Leland remembered that he had an arms cache on the roof — Skeezix's automatic rifle and his kit bag of ammunition. Sure, altogether, almost one hundred and thirty rounds. In the right position, it was enough to hold them off indefinitely.
He hurried out onto the fortieth floor, using the wall for support. The latch clicked audibly when he released the knob. He had to hurry. He couldn't be sure that the other person would understand the sound or accept it for what it was, instead of a trap. He had another advantage: he knew the route around to the roof staircase. They had shot up this area, too. He had to be ready. He had come this far. He wanted to go the rest of the way. He had made a hell of a contribution already. When the sun came up, the world would see that they weren't as clever, or invincible, as they were trying to tell themselves and anyone who would listen. One human being had stood up to them. That's all it took. That's what they always said. He was one human being, and everything was different because of him.
The staircase door slammed behind him. He had to run — he started skipping, lost his balance, and fell against a desk. Somebody squeezed off single shots, and he could hear glass breaking. Returning the fire would only give away his position.
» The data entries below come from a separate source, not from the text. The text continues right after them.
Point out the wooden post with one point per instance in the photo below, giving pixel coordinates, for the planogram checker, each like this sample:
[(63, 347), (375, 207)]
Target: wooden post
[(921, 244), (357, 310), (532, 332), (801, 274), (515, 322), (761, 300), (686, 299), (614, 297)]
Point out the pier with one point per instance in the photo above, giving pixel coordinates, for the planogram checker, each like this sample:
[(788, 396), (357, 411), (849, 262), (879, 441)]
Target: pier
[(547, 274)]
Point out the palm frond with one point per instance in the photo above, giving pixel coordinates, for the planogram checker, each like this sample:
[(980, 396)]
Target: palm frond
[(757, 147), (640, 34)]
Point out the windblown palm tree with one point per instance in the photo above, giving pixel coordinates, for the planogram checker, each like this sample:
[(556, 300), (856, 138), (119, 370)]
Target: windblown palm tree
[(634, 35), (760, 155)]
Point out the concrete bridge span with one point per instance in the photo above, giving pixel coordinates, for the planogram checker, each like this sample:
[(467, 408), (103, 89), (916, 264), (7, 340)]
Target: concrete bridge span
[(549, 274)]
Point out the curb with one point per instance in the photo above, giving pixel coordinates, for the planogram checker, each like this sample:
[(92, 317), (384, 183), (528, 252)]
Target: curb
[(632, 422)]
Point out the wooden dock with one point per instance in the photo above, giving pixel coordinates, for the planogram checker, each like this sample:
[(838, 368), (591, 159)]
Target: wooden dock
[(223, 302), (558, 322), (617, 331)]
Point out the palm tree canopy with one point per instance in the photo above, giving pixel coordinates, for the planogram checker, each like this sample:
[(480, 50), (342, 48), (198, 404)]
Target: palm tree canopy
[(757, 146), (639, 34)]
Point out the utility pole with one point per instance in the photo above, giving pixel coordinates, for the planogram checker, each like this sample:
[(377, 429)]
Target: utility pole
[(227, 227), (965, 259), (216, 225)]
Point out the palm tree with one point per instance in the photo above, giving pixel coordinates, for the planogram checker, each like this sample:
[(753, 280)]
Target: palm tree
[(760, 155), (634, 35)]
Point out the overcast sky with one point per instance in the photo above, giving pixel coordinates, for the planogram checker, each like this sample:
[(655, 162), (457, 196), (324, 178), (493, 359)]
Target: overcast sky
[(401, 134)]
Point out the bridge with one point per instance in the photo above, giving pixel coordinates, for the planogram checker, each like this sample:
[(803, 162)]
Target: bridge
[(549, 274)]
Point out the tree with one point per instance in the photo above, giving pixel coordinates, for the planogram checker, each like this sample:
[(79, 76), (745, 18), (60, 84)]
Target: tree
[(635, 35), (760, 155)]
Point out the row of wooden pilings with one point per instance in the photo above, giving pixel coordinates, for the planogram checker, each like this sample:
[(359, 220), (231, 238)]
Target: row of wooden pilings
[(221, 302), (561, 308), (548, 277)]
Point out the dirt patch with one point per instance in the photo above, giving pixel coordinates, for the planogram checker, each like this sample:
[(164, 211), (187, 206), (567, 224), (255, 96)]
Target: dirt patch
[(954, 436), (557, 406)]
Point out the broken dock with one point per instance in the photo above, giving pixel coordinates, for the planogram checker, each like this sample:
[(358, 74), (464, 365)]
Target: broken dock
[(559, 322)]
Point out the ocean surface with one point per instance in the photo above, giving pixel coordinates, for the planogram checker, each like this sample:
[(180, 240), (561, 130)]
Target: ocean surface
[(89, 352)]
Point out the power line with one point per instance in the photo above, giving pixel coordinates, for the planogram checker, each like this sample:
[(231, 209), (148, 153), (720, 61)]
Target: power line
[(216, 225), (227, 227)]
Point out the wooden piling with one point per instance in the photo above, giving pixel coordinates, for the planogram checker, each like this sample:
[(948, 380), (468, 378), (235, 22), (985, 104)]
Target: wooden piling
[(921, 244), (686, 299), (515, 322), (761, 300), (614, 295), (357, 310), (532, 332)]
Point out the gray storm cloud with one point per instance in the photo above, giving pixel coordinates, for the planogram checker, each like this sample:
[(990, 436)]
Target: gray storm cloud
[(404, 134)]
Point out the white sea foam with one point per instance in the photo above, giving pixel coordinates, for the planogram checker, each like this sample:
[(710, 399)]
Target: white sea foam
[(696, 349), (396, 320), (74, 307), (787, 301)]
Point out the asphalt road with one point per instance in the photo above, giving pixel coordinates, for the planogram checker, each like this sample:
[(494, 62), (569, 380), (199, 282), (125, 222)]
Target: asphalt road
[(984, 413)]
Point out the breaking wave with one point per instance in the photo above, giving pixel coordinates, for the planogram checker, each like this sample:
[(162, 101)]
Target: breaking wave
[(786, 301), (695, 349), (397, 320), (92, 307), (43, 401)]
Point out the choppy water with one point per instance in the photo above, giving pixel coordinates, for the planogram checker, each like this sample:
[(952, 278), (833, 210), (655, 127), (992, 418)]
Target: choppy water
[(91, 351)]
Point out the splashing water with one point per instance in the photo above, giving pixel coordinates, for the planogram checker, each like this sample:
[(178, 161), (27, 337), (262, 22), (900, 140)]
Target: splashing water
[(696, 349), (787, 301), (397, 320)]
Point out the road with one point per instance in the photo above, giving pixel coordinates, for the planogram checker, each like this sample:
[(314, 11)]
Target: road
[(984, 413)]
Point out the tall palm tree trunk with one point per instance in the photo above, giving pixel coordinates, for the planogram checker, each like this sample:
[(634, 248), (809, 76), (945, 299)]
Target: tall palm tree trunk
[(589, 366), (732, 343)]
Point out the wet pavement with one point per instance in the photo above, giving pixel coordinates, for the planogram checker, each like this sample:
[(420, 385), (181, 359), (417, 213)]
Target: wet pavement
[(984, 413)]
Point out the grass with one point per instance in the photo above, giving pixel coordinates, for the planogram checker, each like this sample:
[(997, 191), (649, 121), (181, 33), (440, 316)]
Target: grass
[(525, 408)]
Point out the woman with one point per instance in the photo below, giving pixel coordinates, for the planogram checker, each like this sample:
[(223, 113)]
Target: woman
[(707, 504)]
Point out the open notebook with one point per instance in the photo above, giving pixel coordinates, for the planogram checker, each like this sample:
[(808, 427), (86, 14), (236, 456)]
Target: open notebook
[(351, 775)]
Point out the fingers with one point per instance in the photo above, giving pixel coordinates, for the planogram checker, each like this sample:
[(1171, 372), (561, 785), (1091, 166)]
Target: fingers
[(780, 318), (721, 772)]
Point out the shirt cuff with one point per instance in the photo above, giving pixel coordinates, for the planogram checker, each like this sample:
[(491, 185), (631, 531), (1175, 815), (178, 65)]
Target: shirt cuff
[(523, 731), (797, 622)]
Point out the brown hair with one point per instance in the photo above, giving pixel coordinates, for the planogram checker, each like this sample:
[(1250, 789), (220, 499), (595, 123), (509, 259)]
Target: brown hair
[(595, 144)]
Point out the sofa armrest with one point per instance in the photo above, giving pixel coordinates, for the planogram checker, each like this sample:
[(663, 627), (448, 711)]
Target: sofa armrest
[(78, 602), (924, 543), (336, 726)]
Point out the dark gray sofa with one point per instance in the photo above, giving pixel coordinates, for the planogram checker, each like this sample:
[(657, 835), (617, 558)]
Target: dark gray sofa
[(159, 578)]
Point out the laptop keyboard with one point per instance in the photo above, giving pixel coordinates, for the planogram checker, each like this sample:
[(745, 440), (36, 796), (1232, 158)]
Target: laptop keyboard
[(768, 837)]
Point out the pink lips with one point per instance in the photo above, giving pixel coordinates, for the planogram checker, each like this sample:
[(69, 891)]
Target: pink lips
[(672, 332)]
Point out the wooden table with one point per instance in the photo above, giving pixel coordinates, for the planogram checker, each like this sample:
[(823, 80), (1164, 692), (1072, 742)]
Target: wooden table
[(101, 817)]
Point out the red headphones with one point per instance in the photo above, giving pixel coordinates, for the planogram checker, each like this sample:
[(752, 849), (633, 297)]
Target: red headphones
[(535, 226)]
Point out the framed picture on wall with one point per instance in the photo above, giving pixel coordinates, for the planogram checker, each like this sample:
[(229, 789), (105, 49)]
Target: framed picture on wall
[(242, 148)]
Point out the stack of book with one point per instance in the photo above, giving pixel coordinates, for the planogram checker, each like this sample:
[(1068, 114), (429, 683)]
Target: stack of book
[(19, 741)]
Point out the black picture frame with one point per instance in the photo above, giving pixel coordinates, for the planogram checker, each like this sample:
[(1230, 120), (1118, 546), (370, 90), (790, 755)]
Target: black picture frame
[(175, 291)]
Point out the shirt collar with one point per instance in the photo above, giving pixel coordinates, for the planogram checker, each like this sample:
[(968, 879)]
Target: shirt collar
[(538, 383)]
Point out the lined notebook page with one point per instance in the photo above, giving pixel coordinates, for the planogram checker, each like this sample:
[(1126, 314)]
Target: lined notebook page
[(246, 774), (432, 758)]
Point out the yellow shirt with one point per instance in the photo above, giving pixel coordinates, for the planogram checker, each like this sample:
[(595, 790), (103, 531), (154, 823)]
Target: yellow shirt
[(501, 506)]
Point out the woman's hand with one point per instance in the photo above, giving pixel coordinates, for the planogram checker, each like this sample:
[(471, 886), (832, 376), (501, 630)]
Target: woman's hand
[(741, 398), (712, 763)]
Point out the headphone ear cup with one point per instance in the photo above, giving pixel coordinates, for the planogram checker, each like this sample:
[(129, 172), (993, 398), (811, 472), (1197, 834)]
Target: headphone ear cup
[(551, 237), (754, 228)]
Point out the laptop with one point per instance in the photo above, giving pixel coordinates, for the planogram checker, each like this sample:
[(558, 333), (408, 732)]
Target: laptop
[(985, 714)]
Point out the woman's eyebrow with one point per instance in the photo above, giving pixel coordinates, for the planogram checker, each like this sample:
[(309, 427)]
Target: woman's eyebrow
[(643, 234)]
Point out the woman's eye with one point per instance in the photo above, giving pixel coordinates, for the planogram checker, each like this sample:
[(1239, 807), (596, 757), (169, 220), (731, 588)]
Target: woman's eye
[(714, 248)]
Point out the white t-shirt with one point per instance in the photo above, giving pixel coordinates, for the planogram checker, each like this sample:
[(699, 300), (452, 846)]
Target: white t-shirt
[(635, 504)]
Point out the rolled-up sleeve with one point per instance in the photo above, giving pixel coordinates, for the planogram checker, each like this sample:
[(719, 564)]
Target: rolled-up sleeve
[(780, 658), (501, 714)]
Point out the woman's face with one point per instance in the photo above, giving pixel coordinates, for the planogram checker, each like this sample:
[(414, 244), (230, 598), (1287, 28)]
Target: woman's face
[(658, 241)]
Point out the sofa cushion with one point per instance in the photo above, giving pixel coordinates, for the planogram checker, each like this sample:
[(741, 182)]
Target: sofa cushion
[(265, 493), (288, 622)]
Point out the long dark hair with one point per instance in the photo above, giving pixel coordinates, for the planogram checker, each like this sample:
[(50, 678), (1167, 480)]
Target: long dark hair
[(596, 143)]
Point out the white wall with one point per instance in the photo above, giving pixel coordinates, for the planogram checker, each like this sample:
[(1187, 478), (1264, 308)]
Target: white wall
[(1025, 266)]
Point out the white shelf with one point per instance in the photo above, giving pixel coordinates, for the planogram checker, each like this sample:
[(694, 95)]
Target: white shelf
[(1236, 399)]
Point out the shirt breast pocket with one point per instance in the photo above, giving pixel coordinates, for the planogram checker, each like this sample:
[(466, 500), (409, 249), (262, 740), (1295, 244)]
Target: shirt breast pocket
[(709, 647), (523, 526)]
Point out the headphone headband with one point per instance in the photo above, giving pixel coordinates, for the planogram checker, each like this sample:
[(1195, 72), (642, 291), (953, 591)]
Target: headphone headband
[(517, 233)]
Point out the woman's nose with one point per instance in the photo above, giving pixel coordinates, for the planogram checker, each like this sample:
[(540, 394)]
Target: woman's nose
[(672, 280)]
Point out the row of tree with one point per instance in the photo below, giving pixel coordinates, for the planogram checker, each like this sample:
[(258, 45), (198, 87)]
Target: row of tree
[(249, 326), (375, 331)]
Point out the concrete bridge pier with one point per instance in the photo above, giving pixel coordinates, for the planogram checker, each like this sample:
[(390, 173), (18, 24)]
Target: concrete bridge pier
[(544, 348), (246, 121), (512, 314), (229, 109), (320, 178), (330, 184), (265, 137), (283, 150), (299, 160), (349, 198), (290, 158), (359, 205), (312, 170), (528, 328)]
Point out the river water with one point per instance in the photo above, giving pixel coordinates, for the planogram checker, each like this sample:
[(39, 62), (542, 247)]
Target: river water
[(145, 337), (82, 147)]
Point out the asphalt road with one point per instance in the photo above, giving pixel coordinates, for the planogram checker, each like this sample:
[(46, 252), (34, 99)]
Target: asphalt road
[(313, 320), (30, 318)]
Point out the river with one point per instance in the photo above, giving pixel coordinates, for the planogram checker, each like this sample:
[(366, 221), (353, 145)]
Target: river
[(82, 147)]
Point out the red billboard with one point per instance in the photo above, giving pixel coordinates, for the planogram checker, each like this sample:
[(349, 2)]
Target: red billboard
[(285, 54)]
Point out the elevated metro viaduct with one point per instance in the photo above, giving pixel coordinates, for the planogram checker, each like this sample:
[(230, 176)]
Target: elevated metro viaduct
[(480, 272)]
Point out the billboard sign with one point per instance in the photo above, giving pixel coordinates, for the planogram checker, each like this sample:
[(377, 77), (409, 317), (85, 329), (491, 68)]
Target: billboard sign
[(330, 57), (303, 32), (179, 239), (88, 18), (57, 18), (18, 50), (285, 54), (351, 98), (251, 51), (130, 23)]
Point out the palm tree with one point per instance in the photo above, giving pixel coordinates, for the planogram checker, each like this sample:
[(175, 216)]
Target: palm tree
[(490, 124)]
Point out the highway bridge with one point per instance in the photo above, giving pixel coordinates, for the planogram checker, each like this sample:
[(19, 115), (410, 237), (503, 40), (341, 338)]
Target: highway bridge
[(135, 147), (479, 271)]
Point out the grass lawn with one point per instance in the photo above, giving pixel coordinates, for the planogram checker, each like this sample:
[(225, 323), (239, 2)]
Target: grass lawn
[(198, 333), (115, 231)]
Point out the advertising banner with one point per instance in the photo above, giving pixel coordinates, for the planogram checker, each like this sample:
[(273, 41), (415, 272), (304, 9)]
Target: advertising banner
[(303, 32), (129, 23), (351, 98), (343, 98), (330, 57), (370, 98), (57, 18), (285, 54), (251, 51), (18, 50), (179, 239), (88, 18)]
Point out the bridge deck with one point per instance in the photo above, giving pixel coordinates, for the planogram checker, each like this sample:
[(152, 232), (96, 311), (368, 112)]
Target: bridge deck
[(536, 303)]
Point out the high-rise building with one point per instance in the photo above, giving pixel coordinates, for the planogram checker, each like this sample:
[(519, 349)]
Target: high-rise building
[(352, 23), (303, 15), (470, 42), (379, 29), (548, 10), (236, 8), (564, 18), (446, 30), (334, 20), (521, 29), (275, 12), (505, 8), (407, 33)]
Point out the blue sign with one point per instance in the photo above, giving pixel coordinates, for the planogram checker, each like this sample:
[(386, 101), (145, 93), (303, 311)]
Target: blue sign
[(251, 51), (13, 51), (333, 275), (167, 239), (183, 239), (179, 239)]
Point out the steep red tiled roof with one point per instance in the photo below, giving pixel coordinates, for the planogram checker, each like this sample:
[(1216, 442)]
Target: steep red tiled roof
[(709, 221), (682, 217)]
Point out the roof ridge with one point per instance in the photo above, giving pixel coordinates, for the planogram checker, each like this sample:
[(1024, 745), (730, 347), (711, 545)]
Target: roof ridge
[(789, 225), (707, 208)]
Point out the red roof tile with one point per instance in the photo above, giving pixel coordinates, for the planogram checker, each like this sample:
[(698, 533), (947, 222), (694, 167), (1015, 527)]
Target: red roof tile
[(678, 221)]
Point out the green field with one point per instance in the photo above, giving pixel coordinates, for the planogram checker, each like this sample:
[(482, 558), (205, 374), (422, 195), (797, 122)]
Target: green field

How many more offices did he have to go through before he reached the hall to the staircase? Two, three? Now two.
From very far below came the sound of more gunfire, the heavy automatic weapons of the gang. Good! The lights of the hall were on, but he had to take the chance. As he headed down the hall, he heard a girl giggling behind him. He stopped.
"Drop the gun, please."
"Now turn around."
It was a little blonde girl in fatigues too big for her, holding an automatic with both hands. Her eyes widened when she saw the badge. "You are a policeman? Where are the detonators? Quick, tell me."
"On the roof."
"Ah, yes, I see. With two fingers only, please, remove the pistol."
He held it out for her. She dropped it in her kit bag. "Now tell me where on the roof."
"You have to go around to the right. There's a staircase up to the elevator tower and an aluminum box opposite..."
She waggled the pistol. "Show me."
He opened the door. She stayed behind him as they went up the stairs. All but a few of the fluorescent bulbs were gone. Mistake number one. He didn't know what the hell he was going to do when they got to Skeezix's gun. She was being too careful. He wasn't going to get anywhere near it.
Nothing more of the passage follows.